I received the following note from Nick C in November 2019:
First of all, thank you! Thank you for providing the GeoJSON files for the US (states/counties). I am using them for my course project and they have saved me a ton of time!
As a courtesy, I did want to let you know that it appears the “US Counties” 500k GeoJSON file might have an incorrect encoding… when trying to load the file using the geopandas “read_file()” function I get the following error:
Traceback (most recent call last):
File "shapely_scratch.py", line 25, in <module>
us_county = gpd.read_file(us_county_path, driver='GeoJSON')
File "/home/christnp/.local/lib/python3.6/site-packages/geopandas/io/file.py", line 95, in read_file
gdf = GeoDataFrame.from_features(f_filt, crs=crs, columns=columns)
File "/home/christnp/.local/lib/python3.6/site-packages/geopandas/geodataframe.py", line 294, in from_features
for f in features_lst:
File "fiona/ogrext.pyx", line 1369, in fiona.ogrext.Iterator.__next__
File "fiona/ogrext.pyx", line 232, in fiona.ogrext.FeatureBuilder.build
TypeError: startswith first arg must be bytes or a tuple of bytes, not str
Upon further investigation (i.e., using the json package to load the json file), we can see that it is an ecoding issue:
json.load(open(us_county_path))
Traceback (most recent call last):
File "shapely_scratch.py", line 24, in <module>
json.load(open(us_county_path))
File "/usr/lib/python3.6/json/__init__.py", line 296, in load
return loads(fp.read(),
File "/usr/lib/python3.6/codecs.py", line 321, in decode
(result, consumed) = self._buffer_decode(data, self.errors, final)
UnicodeDecodeError: 'utf-8' codec can't decode byte 0xf1 in position 13337350: invalid continuation byte
For now to overcome this error, I simply add the following to a try/except
cur_json = json.load(open(us_county_path, encoding='ISO-8859-1'))
path,ext = os.path.splitext(us_county_path)
new_path =path+"_new"+ext
with open(new_path,"w", encoding='utf-8') as jsonfile:
json.dump(cur_json,jsonfile,ensure_ascii=False)

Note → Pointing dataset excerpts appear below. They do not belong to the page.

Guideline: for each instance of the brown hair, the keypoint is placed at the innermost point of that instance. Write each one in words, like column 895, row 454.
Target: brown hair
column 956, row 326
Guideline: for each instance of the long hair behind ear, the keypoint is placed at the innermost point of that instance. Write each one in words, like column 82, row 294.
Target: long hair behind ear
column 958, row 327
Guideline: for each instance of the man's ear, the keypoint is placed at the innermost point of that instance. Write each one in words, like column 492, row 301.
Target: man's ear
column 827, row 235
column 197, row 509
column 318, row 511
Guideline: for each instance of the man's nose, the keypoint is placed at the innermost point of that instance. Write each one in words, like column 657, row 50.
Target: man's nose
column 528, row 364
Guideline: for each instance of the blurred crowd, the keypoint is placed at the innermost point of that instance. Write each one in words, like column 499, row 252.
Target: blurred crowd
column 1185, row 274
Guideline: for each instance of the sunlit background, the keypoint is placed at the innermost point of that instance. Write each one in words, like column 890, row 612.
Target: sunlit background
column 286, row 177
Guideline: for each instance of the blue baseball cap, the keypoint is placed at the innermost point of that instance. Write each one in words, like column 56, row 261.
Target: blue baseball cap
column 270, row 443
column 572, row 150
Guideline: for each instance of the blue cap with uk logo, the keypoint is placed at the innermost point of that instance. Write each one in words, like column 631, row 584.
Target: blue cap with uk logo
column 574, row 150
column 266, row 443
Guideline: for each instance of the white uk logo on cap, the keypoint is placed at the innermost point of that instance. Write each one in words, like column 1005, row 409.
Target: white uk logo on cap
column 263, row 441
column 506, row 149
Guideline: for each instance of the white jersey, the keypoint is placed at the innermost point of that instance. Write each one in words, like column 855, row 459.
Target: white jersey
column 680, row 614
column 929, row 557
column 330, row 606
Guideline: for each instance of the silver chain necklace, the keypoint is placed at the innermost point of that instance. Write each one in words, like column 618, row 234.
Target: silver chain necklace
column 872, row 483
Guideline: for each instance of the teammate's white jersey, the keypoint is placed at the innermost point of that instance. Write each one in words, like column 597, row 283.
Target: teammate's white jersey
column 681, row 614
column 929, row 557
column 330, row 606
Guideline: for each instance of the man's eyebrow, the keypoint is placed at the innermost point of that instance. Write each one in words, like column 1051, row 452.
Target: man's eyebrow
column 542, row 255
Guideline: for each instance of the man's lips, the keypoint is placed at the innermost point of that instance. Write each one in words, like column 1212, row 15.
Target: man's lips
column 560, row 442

us_county = gpd.read_file(new_path, driver='GeoJSON')
Hope this is helpful :-)
I received the following note from Peter T in February 2016:
I had to do a little housekeeping before JSON.parse() would correctly parse the data I’m using (with up-to-date Safari), even though the file passed a JSON validator. I want to pass on what I did. I’m using only data for the state of Georgia from the 20m file. I did two things:
- removed new-line characters, \n, between each of the counties, and
- removed several (around twenty) extra sets of square brackets, [ ], within the county coordinates vectors.
JSON.parse() now seems to work fine on the Georgia numbers. The attached (CleanGeorgia.txt) txt file is the cleaned version that I am using.
I received the following pointer to an exciting new tool in July 2015:
Your page helped me. Also, Matthew Bloch is putting a lot of effort into his Mapshaper program. I was able to use that to extract State boundaries from the USGS data for US and also to drop all the islands I was not interested in.
I received the following observation from MR in November 2013, so stay alert. I make no promises about the accuracy of these files, I just used the conversion tools listed above.
Was using these, gratefully, but just noticed that California districts are not accurate for 113th Congress. For instance, in gz_2010_us_500_11_20m.json look in the northern part of the state. Not sure of accuracy other states.
I believe the issue is that congressional redistricting from the census is not fully reflected in the 2010 files. If you are depending on congressional boundaries, be warned!